Voilà un joli tour de passe-passe bien pensé que nous propose Darko Macan. Il lui permet de dévoiler un large pan de ce qui a construit la personnalité de notre personnage au travers de péripéties épiques et tragiques. Le dessin d'Igor Kordey reste toujours aussi bon et impressionnant de précision ; ses cases sont toujours aussi riches d'une foultitude de détails qui rendent ses planches des plus vivantes.
Un très bon 7e album qui réussit au travers d'un long flashback à nous éclairer sur notre Mashall et à nous embarquer dans des péripéties captivantes.
*** Tome 8 ***
Et c'est reparti à brides abattues sur les sentiers sauvages du wild west americain !

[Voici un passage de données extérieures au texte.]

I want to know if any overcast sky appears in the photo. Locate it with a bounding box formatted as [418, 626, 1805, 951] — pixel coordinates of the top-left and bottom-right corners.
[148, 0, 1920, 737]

Cette fois, Bass va devoir parcourir les étendues sauvages américaines afin de remettre la main sur Mindy Maguire. Cette dernière, péripatéticienne notoire à la maison close de madame Cléo, a abattu un notable du bled et s'est enfui en territoire indien. Le shérif Dryheave promet alcool a volonté à tous les volontaires qui se lanceront à ses trousses. La course contre la montre entre les hommes du shérif et Bass est lancée pour savoir qui la retrouvera en premier... La survie de Mindy en dépend.

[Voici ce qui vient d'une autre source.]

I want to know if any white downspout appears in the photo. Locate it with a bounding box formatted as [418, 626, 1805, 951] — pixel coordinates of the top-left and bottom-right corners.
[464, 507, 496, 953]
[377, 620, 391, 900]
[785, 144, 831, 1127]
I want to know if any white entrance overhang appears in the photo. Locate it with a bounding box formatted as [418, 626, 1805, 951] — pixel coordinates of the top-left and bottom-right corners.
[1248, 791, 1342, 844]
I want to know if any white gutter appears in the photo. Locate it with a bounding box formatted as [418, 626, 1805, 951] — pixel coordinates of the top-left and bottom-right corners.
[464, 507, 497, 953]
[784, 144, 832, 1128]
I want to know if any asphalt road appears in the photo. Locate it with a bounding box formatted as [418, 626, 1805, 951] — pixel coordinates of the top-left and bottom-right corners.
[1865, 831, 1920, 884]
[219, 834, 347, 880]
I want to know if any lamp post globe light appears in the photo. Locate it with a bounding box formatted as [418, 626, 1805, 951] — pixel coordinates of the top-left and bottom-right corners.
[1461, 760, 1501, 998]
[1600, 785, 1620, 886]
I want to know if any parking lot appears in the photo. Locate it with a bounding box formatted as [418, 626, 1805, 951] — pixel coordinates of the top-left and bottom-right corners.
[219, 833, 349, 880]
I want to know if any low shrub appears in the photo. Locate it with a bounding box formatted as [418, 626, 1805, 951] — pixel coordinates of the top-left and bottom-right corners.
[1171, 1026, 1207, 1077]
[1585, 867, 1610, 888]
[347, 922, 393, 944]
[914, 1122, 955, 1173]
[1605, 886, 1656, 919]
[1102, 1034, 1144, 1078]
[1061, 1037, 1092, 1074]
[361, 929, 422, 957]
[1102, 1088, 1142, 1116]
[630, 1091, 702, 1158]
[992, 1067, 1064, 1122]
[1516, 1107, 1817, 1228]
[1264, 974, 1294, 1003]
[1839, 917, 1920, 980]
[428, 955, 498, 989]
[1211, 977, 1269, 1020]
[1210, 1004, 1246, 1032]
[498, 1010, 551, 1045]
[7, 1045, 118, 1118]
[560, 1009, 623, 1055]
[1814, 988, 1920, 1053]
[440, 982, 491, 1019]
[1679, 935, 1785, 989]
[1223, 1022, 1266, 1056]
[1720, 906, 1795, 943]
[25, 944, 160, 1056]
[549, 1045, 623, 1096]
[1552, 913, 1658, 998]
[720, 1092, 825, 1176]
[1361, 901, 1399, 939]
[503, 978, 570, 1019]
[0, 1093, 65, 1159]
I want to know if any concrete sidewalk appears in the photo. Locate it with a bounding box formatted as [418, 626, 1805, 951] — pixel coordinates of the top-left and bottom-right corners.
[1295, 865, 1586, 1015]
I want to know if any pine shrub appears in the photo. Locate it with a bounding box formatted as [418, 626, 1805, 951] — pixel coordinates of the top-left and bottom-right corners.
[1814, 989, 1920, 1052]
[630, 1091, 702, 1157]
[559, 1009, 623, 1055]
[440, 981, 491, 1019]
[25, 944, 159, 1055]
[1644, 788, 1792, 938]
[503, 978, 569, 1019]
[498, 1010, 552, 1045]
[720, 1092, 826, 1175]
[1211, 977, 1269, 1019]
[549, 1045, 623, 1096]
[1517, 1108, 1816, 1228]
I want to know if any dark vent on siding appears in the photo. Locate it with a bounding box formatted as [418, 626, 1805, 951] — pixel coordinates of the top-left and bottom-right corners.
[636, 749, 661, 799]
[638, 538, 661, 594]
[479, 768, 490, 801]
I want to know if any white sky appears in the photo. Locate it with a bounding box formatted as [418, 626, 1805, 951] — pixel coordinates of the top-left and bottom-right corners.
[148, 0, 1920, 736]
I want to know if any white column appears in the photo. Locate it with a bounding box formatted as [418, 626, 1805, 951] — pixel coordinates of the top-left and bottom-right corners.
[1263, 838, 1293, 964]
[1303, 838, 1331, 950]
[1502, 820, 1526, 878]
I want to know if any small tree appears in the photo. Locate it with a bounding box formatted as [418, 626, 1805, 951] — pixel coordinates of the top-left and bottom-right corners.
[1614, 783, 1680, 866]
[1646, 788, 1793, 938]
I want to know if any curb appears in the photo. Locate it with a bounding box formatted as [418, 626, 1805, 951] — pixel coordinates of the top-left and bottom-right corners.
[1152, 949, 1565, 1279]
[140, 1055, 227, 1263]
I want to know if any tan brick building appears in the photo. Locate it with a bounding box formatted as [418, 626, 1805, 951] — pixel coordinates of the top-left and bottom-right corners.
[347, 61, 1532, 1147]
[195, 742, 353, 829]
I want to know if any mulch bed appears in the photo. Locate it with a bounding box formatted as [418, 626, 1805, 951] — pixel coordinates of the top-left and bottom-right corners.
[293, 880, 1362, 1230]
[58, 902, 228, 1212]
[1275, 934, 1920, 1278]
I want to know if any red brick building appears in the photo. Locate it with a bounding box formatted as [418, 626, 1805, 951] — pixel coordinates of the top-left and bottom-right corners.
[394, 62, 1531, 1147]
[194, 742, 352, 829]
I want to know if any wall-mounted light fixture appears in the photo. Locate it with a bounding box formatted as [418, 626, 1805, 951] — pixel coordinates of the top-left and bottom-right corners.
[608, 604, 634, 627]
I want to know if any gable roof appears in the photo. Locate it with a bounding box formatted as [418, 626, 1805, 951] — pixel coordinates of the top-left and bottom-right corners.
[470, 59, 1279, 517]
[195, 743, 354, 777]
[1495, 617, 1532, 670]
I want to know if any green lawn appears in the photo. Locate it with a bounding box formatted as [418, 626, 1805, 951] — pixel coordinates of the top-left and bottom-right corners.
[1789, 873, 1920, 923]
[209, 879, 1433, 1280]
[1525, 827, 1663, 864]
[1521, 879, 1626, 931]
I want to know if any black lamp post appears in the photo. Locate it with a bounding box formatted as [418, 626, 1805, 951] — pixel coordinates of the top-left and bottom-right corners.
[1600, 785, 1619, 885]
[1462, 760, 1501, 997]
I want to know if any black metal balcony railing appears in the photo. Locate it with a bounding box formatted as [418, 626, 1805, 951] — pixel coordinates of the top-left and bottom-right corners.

Si ce n'est pas le meilleur opus de la série, j'avoue que l'originalité de la trame narrative et son contexte sont bien exploités. Le dessin d'Igor Kordey est toujours aux petites oignons et rend toujours majestueusement grâce à la nature et sa grandeur dans ce tome. La nature humaine (surtout ses bas instincts) y sont tranquillement décortiqués et restitués : Marshal Bass, éternel pivot de ce monde un peu fou à cette époque, coincé entre sa condition et son insigne...

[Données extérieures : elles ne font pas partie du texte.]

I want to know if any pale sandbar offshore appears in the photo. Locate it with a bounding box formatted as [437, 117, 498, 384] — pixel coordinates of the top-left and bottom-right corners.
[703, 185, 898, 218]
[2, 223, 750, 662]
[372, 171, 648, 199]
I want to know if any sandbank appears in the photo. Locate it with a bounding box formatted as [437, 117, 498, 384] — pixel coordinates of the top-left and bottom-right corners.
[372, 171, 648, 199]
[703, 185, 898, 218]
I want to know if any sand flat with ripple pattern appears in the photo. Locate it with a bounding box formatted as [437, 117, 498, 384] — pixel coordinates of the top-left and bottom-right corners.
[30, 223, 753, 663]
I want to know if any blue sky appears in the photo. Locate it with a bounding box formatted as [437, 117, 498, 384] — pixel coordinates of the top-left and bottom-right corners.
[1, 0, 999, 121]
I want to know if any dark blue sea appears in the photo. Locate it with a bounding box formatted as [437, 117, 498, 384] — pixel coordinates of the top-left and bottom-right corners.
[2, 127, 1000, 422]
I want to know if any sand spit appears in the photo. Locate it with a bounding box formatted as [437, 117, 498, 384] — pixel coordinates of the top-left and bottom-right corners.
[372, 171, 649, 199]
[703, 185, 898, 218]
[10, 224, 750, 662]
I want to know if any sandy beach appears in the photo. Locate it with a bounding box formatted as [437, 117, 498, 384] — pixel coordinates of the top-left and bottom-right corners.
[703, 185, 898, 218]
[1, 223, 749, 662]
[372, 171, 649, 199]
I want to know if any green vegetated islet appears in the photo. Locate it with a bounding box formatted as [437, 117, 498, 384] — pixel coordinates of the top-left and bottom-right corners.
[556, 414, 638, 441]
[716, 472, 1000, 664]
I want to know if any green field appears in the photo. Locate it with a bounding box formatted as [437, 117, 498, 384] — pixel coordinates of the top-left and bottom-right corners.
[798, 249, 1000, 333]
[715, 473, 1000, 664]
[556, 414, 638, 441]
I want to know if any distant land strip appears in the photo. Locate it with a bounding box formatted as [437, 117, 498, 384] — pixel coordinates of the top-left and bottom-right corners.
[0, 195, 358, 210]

Un huitième tome qu'on avale d'une traite, même si nous sommes loin des révélations ou des grands événements de certains tomes de la série.
*** Tome 10 ***
Ce 10e tome n'est pas celui qui m'aura le plus convaincu.
Bass joue contre la montre pour tenter de sauver les habitants d'El Paso, encerclée par l'armée qui menace de la pilonner. On y recroise la bande de pseudo Texas Rangers qui écumait la contrée, coincée là tout comme Mindy Maguire que nous avions connu dans le tome 8.
Le grain de folie qui anime le chef de la troupe est assez jubilatoire en tant que spectateur, et les scènes d'actions ne font pas dans la dentelle... mais plutôt dans le puzzle !
Pour autant, j'ai trouvé que cet album était vite expédié côté scénario ; si le dessin est toujours aussi agréable et minutieux, on avale cet album en deux temps trois mouvements.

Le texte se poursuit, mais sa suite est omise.